KABUL (AFP) — Pakistan's talks with extremists have resulted in a 40 percent rise in rebel activity in Afghanistan, the NATO force said Wednesday, as authorities reported a British soldier had been killed.
Two Afghan soldiers and about a dozen Taliban have also died in new unrest, officials said, as part of a spike in insurgency-linked violence in recent weeks.
NATO's International Security Assistance Force (ISAF) said warmer weather had played some part in the rise in conflict.
"There is also evidence that the activities increased by some 40 percent since ... tribal areas became unregulated following the negotiations between the Pakistan government and Baitullah Mehsud," Captain Mike Finney said.
Mehsud is the shadowy leader of Taliban-based militants in Pakistan's tribal areas along the border with Afghanistan. He has vowed to continue "jihad" in Afghanistan even while pursuing peace talks with Islamabad.
Finney told a press conference that it was up to the international community to put pressure on Islamabad to root out the cause of the unrest, a reference to Taliban and Al-Qaeda sanctuaries in Pakistan.
"In terms of fighting the cause, that is for the international community to put pressure on those who can do something about it," he said. "But the ISAF mandate is very clear, and that goes as far as the border."
More foreign militants were in Afghanistan, defence ministry spokesman Mohammad Zahir Azimi told the same media briefing.

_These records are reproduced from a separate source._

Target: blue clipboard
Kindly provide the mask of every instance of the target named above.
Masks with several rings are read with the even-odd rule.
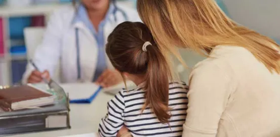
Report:
[[[98,89],[90,97],[84,99],[70,99],[69,102],[71,104],[90,104],[102,89],[102,87],[99,86]]]

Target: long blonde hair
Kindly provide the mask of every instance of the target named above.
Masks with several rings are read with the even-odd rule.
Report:
[[[213,0],[138,0],[137,10],[163,52],[173,53],[184,64],[177,47],[208,55],[217,45],[232,45],[280,73],[278,45],[233,21]]]

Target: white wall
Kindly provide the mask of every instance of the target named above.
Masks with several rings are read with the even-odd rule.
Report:
[[[237,23],[280,40],[280,0],[222,0]]]

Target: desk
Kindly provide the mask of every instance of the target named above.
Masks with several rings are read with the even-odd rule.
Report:
[[[85,87],[87,88],[87,87]],[[17,134],[11,137],[56,137],[97,132],[107,113],[107,102],[113,96],[100,92],[91,104],[70,104],[71,129]]]

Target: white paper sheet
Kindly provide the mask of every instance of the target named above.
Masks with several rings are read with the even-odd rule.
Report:
[[[99,87],[99,86],[91,83],[61,84],[60,86],[66,93],[69,93],[70,100],[88,98]]]
[[[72,135],[69,135],[69,136],[60,136],[60,137],[99,137],[99,136],[97,133],[91,133]]]
[[[128,90],[131,90],[136,87],[136,85],[131,81],[127,81],[126,83]],[[123,88],[126,88],[126,86],[124,82],[122,82],[121,83],[114,86],[104,88],[103,89],[103,91],[111,94],[115,94]]]

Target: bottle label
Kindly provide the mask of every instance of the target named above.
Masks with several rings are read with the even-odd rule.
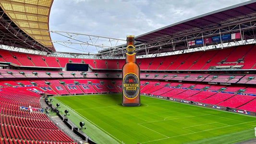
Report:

They were identified through documents found on them and due to the languages they spoke, he said.
Insurgents were also changing tactics from targeting security forces to focusing on infrastructure.
"In the past, the attacks were mostly on Afghan and foreign forces. Now we see they target vital and basic infrastructure," Azimi said.
The military had reports of militants planning to attack power plants and dams, and they were already striking highways and construction projects, he added.
Meanwhile, Britain's Ministry of Defence announced that a British soldier had died after being struck in an explosion on Tuesday in southern Helmand Province.
Three other British soldiers were killed in the past week in Helmand, a stronghold of insurgents with the Taliban, which was in government between 1996 and 2001 before being ousted in US-led invasion.
Helmand is also Afghanistan's main opium-producing centre, and officials say the drugs trade is financing some of the insurgency as well as feeding rampant government corruption.
The Afghan defence ministry said Wednesday that soldiers had killed 10 militants in Helmand province's Musa Qala area.
A US-led coalition forces' air strike on militant positions in the east had killed three more, the ministry said in a statement, while a "number" of militants died in an operation in the central province of Ghazni.
Two Afghan soldiers also died in combat in the past 24 hours, it said.